CXL-Based memory disaggregation technology opens up a new direction for big data solution frameworks

A KAIST team compute express link (CXL) provides new insights on memory disaggregation and ensures direct access and high-performance capabilities

A team from the Computer Architecture and Memory Systems Laboratory (CAMEL) at KAIST presented a new compute express link (CXL) solution whose directly accessible, and high-performance memory disaggregation opens new directions for big data memory processing. Professor Myoungsoo Jung said the team’s technology significantly improves performance compared to existing remote direct memory access (RDMA)-based memory disaggregation.

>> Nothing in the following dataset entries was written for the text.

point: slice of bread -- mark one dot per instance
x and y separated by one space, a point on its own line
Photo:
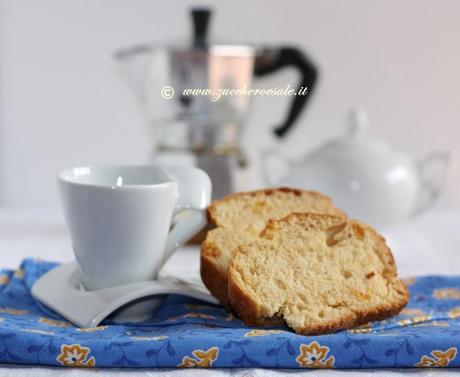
318 273
241 217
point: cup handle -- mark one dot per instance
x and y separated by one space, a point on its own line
193 198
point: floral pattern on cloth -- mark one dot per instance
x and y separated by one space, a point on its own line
315 356
75 355
185 332
202 359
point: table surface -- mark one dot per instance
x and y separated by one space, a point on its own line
425 245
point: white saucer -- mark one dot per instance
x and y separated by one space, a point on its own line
60 289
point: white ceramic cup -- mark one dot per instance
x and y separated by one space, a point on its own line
126 221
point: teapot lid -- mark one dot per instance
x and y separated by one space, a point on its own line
357 146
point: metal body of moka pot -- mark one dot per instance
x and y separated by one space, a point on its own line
179 86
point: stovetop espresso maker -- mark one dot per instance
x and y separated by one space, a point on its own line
179 85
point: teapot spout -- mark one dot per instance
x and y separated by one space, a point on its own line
433 171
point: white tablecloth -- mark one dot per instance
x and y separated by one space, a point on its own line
429 244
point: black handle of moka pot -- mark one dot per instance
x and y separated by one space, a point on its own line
200 22
273 59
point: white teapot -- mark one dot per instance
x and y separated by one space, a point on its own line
364 176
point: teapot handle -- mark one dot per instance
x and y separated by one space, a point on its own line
431 185
274 166
273 59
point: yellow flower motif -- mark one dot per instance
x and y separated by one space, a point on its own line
413 312
455 312
53 322
198 315
447 294
14 311
414 320
314 355
439 359
19 273
92 329
202 359
75 356
262 332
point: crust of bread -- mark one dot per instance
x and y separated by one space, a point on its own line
211 214
248 309
212 274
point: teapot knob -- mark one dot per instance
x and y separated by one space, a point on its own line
357 122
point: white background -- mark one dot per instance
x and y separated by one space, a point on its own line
63 102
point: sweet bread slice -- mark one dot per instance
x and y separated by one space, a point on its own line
318 273
241 217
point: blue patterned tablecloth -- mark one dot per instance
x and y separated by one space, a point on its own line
187 333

CXL is a peripheral component interconnect-express (PCIe)-based new dynamic multi-protocol made for efficiently utilizing memory devices and accelerators. Many enterprise data centers and memory vendors are paying attention to it as the next-generation multi-protocol for the era of big data.

Emerging big data applications such as machine learning, graph analytics, and in-memory databases require large memory capacities. However, scaling out the memory capacity via a prior memory interface like double data rate (DDR) is limited by the number of the central processing units (CPUs) and memory controllers. Therefore, memory disaggregation, which allows connecting a host to another host’s memory or memory nodes, has appeared.

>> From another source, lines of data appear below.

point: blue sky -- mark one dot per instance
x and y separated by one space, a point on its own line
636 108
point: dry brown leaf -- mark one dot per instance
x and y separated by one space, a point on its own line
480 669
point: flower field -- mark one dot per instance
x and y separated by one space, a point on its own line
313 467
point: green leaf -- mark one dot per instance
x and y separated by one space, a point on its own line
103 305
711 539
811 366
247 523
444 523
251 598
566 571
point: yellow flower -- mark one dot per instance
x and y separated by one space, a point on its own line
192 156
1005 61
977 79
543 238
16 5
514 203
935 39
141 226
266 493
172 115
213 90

RDMA is a way that a host can directly access another host’s memory via InfiniBand, the commonly used network protocol in data centers. Nowadays, most existing memory disaggregation technologies employ RDMA to get a large memory capacity. As a result, a host can share another host’s memory by transferring the data between local and remote memory. Figure 1. a comparison of the architecture between CAMEL’s CXL solution and conventional RDMA-based memory disaggregation.

Although RDMA-based memory disaggregation provides a large memory capacity to a host, two critical problems exist. First, scaling out the memory still needs an extra CPU to be added. Since passive memory such as dynamic random-access memory (DRAM), cannot operate by itself, it should be controlled by the CPU. Second, redundant data copies and software fabric interventions for RDMA-based memory disaggregation cause longer access latency. For example, remote memory access latency in RDMA-based memory disaggregation is multiple orders of magnitude longer than local memory access.

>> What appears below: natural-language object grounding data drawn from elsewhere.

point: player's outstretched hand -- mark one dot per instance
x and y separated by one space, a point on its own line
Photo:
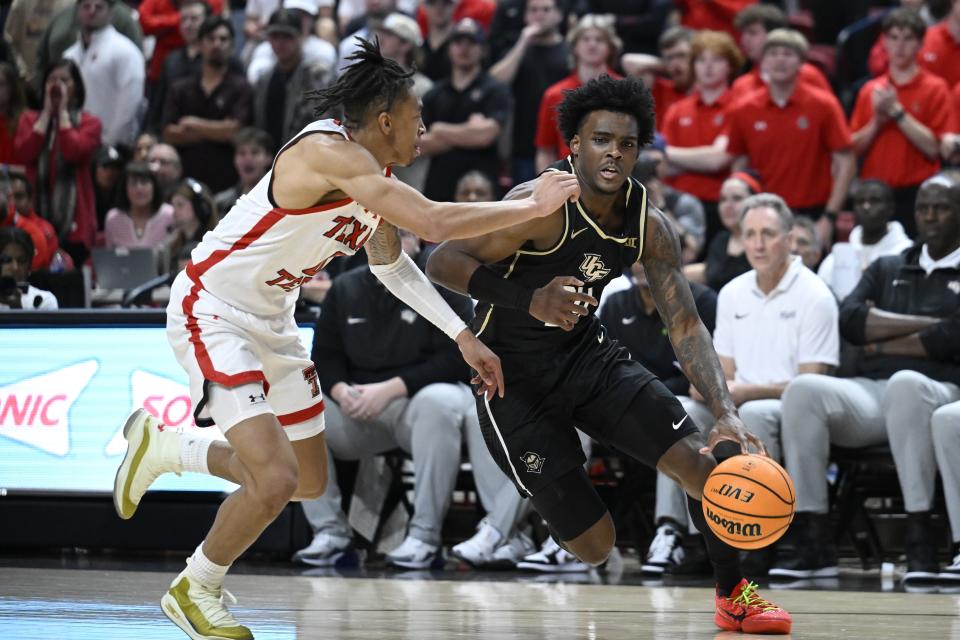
730 427
485 362
552 189
559 304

To address these issues, Professor Jung’s team developed the CXL-based memory disaggregation framework, including CXL-enabled customized CPUs, CXL devices, CXL switches, and CXL-aware operating system modules. The team’s CXL device is a pure passive and directly accessible memory node that contains multiple DRAM dual inline memory modules (DIMMs) and a CXL memory controller. Since the CXL memory controller supports the memory in the CXL device, a host can utilize the memory node without processor or software intervention. The team’s CXL switch enables scaling out a host’s memory capacity by hierarchically connecting multiple CXL devices to the CXL switch allowing more than hundreds of devices. Atop the switches and devices, the team’s CXL-enabled operating system removes redundant data copy and protocol conversion exhibited by conventional RDMA, which can significantly decrease access latency to the memory nodes.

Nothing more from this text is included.